Highway toll revenue is expected to increase by 16–18% in fiscal 2023.

In fiscal 2024, revenue growth will be robust at 9–11%, bolstering credit profiles.

Toll road operators will see a big 16–18% increase in revenue in the fiscal year 2023 as a result of a significant toll rate increase brought on by high inflation and good traffic growth on national highways.

On the back of above-average traffic growth, toll revenue growth will continue to be high in fiscal 2024 as well, but at a lower rate of 9–11%.

A CRISIL Ratings analysis of 49 toll road assets in 14 states revealed that the strong toll collections and ample balance sheet liquidity will continue to support the credit profiles of toll road operators.

Toll road operators will see a big 16–18% increase in revenue in the fiscal year 2023 as a result of a significant toll rate increase brought on by high inflation and good traffic growth on national highways.
On the back of above-average traffic growth, toll revenue growth will continue to be high in fiscal 2024 as well, but at a lower rate of 9–11%.

A CRISIL Ratings analysis of 49 toll road assets in 14 states revealed that the strong toll collections and ample balance sheet liquidity will continue to support the credit profiles of toll road operators.

Although traffic growth is predicted to slow to 4-6% in fiscal 2024, it will still be higher than the 2-3% 4-year CAGR recorded through fiscal 2022. Traffic growth is closely correlated with real GDP growth, which is anticipated to slow from 7%3 in fiscal 2023 to 6%2 in fiscal 2024.
The WPI inflation rate for December 2022 printed lower at 4.95%, which means that the toll rate will increase by 5% in the upcoming fiscal year.
As a result, toll income is anticipated to increase 9–11% in the fiscal year 2024.

Since fiscal 2018, the industry has experienced a number of challenges, including the effects of the goods and services tax (GST) implementation, changes to the axle load standards for commercial vehicles, restrictions brought on by the pandemic, and supply chain disruptions that have a negative impact on traffic flow.
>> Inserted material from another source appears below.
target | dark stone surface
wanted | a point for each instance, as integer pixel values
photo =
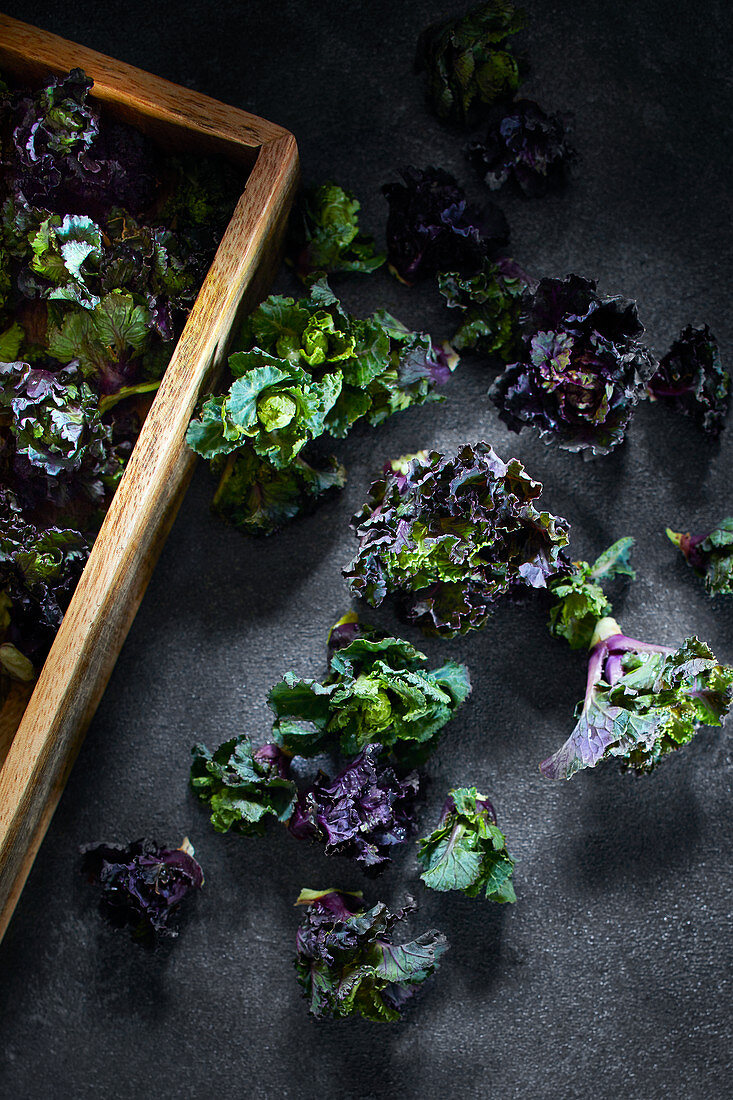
(611, 975)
Together, these factors kept traffic increase between fiscal years 2018 and 2022 to a maximum of 2-3%.

Investors seeking to aggregate road assets under infrastructure investment trusts (InvITs) in order to achieve healthy returns and gain from inflation hedging favour toll roads. As a result, toll roads make up over 70% of the assets held by road sector InvITs.

As participants’ input costs increased in the recent past, inflation hedging has been successful in the past. For toll road operators, significant revenue growth mitigated the effects of rising maintenance expenses.

The credit profiles of toll road operators have held up well in fiscal 2023 and will continue to do so in fiscal 2024, according to Saina Kathawala, Associate Director, CRISIL Ratings. Debt service coverage ratios on average will be high, at 1.6 to 1.7 times. In addition, liquidity will be adequate thanks to a 3-6 month debt service cushion.

The asset pool represented by the CRISIL Ratings sample set is stronger, and traffic volume is increasing at a healthy rate.

Over the medium run, any unanticipated deterioration in the economic climate and its effects on the performance of commercial traffic will be worth monitoring.